Some of the diversification in these reps and warrants in particular reflects concern about having repurchase liability extend out “for the life of the loan.”

By having a “sunset feature,” such as the agencies have been planning, some would-be or existing issuers not rated by Fitch have been trying to “reduce the uncertainty” associated with repurchase risk by having the period of liability end after, for example, less than 36 months.

When asked if the agencies’ rep and warrant reform has influenced the diversification in the private market, she said, “I do think that that’s had an impact.”

However, she noted that the two markets are not comparable in this regard, as there is “less leverage in the private label space.

“It just weakens the private label space a little more relative to the GSEs,” Mistretta said.

Other variations in reps and warrants have included differing or missing definitions of “life events” mentioned in the reps and warrants.

To address the diversification in reps and warrants, “We have to look at each transaction and each proposal” using “a holistic approach” in looking at each individual deal and its operational risk.

In some cases, where the rep and warrant weaknesses are “significant…there may be instances where we can’t get comfortable with a high investment grade,” Mistretta said.

She said Fitch plans to watch reps and warrants closely, “particularly down the road” if deals are done “without 100% due diligence” by third parties. She noted that a due diligence review is “a very strong step in reducing operational weakness in the loans.
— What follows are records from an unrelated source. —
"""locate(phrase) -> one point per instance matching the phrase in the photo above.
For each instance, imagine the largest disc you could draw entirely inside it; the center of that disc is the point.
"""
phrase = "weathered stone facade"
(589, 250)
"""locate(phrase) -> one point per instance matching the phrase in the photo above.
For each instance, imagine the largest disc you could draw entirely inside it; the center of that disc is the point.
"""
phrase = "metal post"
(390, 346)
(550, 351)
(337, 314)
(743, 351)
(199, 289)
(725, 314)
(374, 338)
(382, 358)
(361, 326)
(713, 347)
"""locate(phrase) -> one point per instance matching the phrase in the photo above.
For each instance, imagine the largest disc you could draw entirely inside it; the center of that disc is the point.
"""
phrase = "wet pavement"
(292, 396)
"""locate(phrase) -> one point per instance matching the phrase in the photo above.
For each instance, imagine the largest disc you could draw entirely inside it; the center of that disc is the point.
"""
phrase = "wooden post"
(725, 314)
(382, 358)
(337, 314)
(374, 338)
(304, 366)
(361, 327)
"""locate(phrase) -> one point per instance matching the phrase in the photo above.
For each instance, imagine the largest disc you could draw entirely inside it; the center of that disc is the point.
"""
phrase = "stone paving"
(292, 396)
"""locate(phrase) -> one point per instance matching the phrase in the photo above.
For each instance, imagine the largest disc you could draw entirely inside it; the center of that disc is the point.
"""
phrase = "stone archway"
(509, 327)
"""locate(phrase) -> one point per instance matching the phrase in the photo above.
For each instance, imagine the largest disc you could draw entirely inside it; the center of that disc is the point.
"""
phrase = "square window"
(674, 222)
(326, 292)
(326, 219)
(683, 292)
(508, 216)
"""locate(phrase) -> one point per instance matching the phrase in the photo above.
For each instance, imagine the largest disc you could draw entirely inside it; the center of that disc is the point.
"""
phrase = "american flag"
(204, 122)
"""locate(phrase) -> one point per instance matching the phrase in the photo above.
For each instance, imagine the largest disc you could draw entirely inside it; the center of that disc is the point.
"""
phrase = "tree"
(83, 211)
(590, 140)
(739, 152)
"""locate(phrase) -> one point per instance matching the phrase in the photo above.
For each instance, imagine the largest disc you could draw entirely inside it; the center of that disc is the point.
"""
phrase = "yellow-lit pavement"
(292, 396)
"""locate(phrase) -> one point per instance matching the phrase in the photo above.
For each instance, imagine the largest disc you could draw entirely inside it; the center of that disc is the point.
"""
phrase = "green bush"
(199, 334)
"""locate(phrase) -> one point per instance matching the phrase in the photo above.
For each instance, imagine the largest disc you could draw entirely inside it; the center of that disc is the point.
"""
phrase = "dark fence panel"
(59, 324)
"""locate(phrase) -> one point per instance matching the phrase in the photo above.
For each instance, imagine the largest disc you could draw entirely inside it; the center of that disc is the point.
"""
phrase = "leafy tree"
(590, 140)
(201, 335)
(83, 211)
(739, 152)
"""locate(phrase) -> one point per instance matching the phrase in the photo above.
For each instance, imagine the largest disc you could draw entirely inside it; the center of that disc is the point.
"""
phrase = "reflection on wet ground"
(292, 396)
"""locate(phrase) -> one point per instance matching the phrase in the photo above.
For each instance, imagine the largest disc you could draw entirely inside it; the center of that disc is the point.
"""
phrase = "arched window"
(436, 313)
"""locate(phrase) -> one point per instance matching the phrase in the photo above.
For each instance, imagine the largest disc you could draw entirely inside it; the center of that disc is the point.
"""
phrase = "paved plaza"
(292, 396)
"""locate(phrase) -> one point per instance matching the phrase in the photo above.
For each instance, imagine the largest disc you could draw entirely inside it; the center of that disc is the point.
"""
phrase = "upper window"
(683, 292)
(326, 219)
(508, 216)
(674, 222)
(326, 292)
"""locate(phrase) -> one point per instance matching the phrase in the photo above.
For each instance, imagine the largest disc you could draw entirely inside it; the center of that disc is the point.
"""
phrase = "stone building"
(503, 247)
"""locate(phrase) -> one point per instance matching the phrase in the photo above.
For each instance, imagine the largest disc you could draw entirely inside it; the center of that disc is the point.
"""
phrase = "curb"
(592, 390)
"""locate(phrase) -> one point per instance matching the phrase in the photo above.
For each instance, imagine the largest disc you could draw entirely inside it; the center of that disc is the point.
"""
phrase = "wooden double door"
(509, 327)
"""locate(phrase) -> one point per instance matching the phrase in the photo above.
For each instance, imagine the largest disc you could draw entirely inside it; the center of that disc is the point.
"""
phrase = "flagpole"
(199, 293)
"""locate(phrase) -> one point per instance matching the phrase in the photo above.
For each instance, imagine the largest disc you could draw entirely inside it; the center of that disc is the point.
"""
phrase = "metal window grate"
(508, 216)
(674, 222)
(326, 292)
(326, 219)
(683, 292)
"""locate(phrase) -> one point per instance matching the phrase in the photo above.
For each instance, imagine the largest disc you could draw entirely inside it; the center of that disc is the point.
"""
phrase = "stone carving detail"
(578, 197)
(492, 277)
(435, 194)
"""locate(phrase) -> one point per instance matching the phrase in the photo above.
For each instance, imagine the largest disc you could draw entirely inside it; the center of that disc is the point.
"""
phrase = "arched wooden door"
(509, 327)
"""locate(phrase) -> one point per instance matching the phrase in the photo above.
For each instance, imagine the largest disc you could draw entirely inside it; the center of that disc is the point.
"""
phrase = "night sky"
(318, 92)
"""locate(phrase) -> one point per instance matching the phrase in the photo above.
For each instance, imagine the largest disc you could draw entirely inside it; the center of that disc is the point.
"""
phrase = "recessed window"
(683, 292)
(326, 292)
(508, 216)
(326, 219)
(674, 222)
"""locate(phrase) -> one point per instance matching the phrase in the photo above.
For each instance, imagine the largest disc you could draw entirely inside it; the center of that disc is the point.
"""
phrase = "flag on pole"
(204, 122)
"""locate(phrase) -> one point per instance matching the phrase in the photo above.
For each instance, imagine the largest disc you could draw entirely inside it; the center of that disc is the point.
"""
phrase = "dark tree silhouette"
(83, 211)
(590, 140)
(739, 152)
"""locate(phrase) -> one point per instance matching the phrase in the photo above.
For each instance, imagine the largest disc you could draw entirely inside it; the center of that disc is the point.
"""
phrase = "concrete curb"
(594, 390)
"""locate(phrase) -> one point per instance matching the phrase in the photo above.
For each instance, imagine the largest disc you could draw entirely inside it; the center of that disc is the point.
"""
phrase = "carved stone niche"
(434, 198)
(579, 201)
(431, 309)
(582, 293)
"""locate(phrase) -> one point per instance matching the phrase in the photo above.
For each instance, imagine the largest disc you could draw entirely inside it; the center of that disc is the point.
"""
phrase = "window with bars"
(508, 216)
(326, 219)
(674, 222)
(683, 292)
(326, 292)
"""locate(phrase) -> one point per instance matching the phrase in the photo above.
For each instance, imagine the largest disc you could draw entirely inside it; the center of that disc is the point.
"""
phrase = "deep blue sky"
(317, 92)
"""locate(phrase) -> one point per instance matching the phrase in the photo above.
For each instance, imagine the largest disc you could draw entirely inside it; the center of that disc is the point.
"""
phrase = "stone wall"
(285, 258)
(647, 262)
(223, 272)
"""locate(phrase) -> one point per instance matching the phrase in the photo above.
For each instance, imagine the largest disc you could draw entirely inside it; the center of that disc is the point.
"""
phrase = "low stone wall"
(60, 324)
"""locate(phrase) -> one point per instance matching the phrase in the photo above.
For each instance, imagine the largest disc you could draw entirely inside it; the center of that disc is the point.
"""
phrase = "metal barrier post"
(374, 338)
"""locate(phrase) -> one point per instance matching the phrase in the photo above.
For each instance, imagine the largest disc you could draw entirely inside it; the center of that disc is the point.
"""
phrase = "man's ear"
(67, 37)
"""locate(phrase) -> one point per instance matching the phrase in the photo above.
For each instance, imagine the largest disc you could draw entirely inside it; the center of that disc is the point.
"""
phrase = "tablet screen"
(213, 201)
“If you have a third-party firm who has that expertise going in and checking [adherence to underwriting guidelines]…it reduces operational risk exposure,” she said, noting that analysts want to ensure originators “remain incentivized to maintain high-quality standards and make sound underwriting decisions” in reviewing reps and warrants, as well as other operational risks.
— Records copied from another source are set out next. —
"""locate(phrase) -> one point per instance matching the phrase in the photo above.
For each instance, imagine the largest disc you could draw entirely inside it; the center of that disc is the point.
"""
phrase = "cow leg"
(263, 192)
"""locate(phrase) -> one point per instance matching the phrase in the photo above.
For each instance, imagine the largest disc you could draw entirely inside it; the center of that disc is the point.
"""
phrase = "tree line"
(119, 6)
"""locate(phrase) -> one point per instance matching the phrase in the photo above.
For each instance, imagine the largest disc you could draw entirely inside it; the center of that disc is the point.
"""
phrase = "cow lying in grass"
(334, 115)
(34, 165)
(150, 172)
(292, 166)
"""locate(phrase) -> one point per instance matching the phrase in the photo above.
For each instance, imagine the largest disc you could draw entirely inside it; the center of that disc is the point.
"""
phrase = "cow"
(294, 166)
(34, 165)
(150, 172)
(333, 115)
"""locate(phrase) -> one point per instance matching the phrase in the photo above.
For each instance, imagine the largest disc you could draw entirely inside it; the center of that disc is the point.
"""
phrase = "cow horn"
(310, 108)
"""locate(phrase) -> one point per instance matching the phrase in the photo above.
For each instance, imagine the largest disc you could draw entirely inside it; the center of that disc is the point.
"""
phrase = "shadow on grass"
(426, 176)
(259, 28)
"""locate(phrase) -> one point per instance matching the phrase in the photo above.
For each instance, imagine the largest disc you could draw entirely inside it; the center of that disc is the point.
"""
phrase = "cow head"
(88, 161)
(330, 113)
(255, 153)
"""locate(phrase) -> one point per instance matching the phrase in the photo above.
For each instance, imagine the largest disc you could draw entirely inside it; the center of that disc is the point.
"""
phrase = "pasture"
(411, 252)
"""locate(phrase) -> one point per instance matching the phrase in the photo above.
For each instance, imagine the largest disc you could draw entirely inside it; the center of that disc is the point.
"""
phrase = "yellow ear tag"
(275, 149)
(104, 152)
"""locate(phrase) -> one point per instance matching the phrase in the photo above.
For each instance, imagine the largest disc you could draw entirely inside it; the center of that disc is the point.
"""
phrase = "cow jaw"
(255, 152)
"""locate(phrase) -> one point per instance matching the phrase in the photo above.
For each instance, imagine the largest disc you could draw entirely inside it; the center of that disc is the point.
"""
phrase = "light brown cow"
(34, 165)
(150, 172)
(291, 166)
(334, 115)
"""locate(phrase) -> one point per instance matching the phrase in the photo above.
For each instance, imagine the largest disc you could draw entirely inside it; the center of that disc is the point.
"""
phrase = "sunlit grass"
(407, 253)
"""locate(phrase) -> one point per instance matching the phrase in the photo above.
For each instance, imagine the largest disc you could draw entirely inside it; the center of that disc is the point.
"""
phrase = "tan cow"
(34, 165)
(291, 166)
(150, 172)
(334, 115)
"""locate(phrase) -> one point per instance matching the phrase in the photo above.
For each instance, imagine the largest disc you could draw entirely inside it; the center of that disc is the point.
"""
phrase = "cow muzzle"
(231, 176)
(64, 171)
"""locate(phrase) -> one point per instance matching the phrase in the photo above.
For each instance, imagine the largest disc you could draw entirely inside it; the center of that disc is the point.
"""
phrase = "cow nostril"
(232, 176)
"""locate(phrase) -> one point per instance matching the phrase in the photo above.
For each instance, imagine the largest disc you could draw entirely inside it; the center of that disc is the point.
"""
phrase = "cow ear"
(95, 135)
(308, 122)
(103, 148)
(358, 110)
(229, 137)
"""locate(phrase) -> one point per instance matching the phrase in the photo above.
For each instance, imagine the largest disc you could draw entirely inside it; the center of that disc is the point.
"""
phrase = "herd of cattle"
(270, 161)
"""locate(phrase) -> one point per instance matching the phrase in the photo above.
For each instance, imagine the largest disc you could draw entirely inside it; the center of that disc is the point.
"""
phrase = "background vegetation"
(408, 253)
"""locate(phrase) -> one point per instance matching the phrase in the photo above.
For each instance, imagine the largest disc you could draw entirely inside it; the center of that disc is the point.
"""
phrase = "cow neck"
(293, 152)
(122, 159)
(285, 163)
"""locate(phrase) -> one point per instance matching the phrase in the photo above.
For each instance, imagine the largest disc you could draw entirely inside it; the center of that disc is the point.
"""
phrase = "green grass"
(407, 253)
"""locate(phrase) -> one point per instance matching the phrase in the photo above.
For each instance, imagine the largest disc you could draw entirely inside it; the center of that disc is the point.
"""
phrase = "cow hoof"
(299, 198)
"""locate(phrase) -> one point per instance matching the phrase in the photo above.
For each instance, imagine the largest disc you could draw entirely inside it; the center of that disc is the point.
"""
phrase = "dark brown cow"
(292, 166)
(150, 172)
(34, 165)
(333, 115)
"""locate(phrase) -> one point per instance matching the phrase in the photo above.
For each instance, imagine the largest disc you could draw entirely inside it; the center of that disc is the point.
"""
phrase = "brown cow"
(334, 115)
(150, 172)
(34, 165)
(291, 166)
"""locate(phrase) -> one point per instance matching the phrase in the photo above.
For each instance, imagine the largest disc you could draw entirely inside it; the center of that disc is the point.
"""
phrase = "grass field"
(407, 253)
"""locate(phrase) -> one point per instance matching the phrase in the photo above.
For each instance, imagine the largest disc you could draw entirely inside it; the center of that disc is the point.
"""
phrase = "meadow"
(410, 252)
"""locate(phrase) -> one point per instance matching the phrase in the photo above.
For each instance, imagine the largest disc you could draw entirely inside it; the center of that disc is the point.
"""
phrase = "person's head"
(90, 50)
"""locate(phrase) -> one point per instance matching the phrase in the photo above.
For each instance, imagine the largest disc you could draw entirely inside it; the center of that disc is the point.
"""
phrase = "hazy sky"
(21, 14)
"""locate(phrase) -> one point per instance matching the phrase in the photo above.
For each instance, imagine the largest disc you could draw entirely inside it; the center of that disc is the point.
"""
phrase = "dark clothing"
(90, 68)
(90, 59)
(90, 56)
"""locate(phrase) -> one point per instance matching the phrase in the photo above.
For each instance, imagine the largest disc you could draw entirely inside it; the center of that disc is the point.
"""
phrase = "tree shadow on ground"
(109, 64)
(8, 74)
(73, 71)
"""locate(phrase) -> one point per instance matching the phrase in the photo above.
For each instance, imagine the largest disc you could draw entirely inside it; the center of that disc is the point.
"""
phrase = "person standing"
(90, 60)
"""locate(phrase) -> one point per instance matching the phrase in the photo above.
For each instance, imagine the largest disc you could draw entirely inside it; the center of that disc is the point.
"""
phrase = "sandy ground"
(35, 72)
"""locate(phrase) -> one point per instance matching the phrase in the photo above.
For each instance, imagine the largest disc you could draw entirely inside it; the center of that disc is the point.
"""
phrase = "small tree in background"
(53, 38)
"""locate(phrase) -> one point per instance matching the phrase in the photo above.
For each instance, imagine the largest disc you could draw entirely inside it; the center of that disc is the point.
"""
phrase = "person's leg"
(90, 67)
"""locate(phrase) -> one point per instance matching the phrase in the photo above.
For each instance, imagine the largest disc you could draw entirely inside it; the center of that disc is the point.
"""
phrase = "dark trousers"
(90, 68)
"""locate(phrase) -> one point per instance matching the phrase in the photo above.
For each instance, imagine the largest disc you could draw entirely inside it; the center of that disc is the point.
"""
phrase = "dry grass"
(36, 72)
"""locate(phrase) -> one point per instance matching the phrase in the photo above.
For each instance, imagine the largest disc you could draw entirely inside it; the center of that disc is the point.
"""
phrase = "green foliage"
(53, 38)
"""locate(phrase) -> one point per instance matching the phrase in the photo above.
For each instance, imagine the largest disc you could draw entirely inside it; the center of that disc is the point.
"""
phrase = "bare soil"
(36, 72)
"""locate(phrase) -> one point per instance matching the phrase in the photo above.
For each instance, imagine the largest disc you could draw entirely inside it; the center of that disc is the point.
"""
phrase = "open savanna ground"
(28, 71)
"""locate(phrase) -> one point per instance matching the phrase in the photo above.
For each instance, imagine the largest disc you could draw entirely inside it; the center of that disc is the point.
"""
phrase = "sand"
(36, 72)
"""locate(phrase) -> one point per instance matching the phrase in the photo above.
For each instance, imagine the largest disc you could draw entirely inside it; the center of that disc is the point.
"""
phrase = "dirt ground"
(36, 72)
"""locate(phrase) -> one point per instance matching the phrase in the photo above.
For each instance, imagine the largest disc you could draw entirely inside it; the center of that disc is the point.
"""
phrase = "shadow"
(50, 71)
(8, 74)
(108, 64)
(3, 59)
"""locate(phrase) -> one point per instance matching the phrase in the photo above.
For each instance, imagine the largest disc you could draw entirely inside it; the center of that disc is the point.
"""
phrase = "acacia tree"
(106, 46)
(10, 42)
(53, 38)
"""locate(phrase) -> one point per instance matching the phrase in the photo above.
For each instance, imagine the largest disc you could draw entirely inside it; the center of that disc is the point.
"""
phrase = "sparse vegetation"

Even if there are some weaknesses in reps and warrants, if there are “other considerations” such as a binding arbitration provision, analysts may be able to “gain more comfort” with the level of operational risk in a deal.

These may include having “an independent reviewer named to review the loans for breaches when a delinquency threshold is met” or “greater transparency allowing investor access to third party or ongoing due diligence results.

“The more transparency that’s present, the greater likelihood of reducing operational risk exposure,” she said. “It helps align the interests [of the parties in a deal] and that, I think, is a key goal.”